DYNAMIC LEARNING_PHASE
[0.012697912137955427, 1.0]

STATIC LEARNING_PHASE = 0
[0.012697912137955427, 1.0]

STATIC LEARNING_PHASE = 1
[0.01744014158844948, 1.0]

First of all, we observe that the network converges significantly faster and achieves perfect accuracy. We also see that there is no longer a discrepancy in terms of accuracy when we switch between different learning_phase values.

2.5 How does the patch perform on a real dataset?

So how does the patch perform on a more realistic experiment? Let’s use Keras’ pre-trained ResNet50 (originally fit on imagenet), remove the top classification layer and fine-tune it with and without the patch and compare the results. For data, we will use CIFAR10 (the standard train/test split provided by Keras) and we will resize the images to 224×224 to make them compatible with the ResNet50’s input size.

We will do 10 epochs to train the top classification layer using RSMprop and then we will do another 5 to fine-tune everything after the 139th layer using SGD(lr=1e-4, momentum=0.9). Without the patch our model achieves an accuracy of 87.44%. Using the patch, we get an accuracy of 92.36%, almost 5 points higher.

2.6 Should we apply the same fix to other layers such as Dropout?

Batch Normalization is not the only layer that operates differently between train and test modes. Dropout and its variants also have the same effect. Should we apply the same policy to all these layers? I believe not (even though I would love to hear your thoughts on this). The reason is that Dropout is used to avoid overfitting, thus locking it permanently to prediction mode during training would defeat its purpose. What do you think?

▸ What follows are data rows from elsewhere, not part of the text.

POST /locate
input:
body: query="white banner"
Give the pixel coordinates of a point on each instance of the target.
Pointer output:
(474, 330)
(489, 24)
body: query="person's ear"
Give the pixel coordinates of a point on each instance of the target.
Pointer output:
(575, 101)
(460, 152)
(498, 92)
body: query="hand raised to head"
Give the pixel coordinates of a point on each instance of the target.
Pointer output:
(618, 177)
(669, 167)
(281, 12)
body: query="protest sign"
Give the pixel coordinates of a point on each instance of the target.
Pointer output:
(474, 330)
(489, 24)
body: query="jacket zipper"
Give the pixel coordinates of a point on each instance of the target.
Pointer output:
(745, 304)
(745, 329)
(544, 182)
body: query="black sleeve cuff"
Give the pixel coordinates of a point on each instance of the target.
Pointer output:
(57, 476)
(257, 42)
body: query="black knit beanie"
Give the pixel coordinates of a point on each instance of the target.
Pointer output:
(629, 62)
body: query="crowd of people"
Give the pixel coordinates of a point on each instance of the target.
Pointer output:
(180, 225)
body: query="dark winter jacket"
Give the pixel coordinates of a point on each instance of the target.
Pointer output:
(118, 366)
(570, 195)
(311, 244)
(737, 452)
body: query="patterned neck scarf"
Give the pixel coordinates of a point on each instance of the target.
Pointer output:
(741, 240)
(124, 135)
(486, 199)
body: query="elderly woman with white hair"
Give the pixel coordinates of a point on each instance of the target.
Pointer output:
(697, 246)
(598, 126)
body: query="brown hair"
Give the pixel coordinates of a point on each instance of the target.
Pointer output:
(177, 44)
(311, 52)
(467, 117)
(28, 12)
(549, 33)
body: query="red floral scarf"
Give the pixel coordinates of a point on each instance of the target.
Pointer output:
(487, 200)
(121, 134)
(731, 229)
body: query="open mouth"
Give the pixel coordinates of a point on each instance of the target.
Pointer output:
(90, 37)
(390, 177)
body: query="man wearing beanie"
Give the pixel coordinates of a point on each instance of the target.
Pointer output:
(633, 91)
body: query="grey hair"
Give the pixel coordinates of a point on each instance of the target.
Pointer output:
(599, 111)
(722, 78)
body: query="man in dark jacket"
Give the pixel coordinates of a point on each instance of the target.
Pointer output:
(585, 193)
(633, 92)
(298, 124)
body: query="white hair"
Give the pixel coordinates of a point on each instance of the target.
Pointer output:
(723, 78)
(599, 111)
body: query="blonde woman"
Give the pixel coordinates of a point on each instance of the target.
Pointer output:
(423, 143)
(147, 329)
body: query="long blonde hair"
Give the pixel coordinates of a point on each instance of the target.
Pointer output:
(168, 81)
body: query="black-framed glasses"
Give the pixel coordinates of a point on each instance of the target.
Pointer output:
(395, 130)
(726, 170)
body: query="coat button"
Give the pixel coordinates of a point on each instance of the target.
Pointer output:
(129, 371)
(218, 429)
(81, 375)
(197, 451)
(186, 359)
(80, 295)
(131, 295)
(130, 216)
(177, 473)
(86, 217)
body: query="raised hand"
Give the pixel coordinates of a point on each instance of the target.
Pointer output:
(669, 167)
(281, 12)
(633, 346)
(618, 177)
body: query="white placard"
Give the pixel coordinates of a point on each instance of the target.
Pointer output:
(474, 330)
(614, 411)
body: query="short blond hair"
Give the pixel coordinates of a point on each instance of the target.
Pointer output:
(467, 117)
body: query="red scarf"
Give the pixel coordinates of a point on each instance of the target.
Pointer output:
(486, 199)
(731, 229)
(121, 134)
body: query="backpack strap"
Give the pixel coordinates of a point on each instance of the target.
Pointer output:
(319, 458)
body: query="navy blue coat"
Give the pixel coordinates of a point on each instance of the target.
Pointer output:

I strongly believe that this discrepancy must be solved in Keras. I’ve seen even more profound effects (from 100% down to 50% accuracy) in real-world applications caused by this problem. I ~~plan to send~~ already sent a PR to Keras with the fix and hopefully it will be accepted.

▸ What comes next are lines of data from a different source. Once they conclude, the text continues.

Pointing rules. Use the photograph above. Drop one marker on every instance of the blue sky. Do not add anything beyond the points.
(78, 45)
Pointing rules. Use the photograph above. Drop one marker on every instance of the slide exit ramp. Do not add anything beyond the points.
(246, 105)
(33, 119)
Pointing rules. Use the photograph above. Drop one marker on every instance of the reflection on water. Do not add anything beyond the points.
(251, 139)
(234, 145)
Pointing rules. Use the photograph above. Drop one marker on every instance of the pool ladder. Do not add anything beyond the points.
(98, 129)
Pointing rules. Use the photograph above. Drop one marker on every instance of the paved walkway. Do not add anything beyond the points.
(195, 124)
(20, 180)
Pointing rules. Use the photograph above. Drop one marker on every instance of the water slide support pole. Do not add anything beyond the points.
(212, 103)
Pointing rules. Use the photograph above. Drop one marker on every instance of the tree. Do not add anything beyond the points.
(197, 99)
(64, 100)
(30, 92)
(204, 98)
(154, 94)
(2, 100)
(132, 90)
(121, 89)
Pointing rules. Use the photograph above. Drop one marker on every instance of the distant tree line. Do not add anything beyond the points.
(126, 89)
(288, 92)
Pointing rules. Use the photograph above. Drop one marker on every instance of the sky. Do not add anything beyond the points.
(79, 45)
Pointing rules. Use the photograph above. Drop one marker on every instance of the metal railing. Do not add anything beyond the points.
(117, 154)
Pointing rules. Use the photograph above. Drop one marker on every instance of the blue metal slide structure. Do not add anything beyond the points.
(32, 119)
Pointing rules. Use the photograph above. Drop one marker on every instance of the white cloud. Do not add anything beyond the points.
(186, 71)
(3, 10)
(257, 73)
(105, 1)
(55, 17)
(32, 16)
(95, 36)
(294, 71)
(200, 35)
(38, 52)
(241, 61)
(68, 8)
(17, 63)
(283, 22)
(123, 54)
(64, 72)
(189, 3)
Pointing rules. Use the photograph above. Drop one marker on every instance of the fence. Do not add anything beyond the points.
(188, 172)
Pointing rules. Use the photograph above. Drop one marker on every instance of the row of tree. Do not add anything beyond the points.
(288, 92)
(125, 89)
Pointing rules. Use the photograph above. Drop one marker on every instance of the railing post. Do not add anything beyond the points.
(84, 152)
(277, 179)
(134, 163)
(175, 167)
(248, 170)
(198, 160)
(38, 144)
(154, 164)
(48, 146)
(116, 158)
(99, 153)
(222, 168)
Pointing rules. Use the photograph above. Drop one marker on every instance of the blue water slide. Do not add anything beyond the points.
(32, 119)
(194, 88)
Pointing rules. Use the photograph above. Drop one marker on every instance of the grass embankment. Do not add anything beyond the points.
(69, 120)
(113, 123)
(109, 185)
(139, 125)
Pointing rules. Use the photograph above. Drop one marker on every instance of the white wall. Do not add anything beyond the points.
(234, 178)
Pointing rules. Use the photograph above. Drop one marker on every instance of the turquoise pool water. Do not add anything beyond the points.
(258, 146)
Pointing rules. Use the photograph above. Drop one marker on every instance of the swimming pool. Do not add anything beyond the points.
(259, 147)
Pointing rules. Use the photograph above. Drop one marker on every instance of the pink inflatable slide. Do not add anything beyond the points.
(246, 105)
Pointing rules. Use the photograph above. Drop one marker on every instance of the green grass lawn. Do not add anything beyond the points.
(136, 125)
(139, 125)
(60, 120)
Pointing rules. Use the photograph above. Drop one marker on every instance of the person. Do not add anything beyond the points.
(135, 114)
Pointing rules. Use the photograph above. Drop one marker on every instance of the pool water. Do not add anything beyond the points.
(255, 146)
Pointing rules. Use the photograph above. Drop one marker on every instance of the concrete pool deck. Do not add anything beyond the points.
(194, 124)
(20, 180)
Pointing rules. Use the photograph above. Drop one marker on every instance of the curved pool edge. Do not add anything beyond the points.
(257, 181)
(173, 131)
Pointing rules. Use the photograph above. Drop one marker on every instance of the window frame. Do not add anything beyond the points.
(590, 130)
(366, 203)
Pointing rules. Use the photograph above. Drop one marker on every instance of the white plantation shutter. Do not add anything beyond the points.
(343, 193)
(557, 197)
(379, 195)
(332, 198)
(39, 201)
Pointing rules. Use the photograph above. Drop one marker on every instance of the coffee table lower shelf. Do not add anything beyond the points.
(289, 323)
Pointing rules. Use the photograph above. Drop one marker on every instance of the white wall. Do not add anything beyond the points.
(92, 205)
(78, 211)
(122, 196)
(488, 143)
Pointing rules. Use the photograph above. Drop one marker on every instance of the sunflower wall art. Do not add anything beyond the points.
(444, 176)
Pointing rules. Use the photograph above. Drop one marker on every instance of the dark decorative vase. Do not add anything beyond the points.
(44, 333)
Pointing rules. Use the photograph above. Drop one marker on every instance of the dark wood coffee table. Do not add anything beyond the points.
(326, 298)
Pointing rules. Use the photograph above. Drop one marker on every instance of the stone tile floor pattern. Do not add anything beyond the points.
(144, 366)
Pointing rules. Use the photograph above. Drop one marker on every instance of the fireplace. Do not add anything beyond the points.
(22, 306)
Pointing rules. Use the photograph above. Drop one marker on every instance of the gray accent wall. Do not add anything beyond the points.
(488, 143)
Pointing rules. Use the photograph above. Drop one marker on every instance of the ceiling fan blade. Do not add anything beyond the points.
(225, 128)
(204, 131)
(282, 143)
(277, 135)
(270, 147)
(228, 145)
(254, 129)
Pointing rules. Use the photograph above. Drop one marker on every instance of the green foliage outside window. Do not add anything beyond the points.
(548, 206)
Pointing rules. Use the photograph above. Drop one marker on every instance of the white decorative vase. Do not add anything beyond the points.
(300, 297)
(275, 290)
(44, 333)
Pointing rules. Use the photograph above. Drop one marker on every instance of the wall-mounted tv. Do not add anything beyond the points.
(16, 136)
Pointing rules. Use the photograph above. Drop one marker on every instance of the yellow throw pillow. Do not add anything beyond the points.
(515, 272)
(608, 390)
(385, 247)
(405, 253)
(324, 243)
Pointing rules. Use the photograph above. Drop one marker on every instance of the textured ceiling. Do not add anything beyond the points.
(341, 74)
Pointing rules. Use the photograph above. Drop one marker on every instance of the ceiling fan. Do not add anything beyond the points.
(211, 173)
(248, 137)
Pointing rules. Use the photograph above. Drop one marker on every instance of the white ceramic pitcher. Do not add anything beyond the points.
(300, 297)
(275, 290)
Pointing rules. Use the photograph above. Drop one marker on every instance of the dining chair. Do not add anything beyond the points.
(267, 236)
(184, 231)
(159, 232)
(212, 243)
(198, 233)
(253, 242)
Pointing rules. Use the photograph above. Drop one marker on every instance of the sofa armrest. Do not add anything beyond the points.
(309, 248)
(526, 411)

If you liked this blogpost, please take a moment to share it on Facebook or Twitter. 🙂

About Vasilis Vryniotis

My name is Vasilis Vryniotis. I'm a Machine Learning Engineer and a Data Scientist. Learn more

Latest Comments

April 18, 2018

Zach

So based on the dropout case, would you argue that it shouldn’t just be the case that learning_phase is set to zero for all “frozen” layers (and anything that depends on them, ignoring the complications at the borders)? I think, re: dropout, it’s unclear to me that using it w/in the frozen layers provides useful regularization — I suppose this is easy enough to test empirically however.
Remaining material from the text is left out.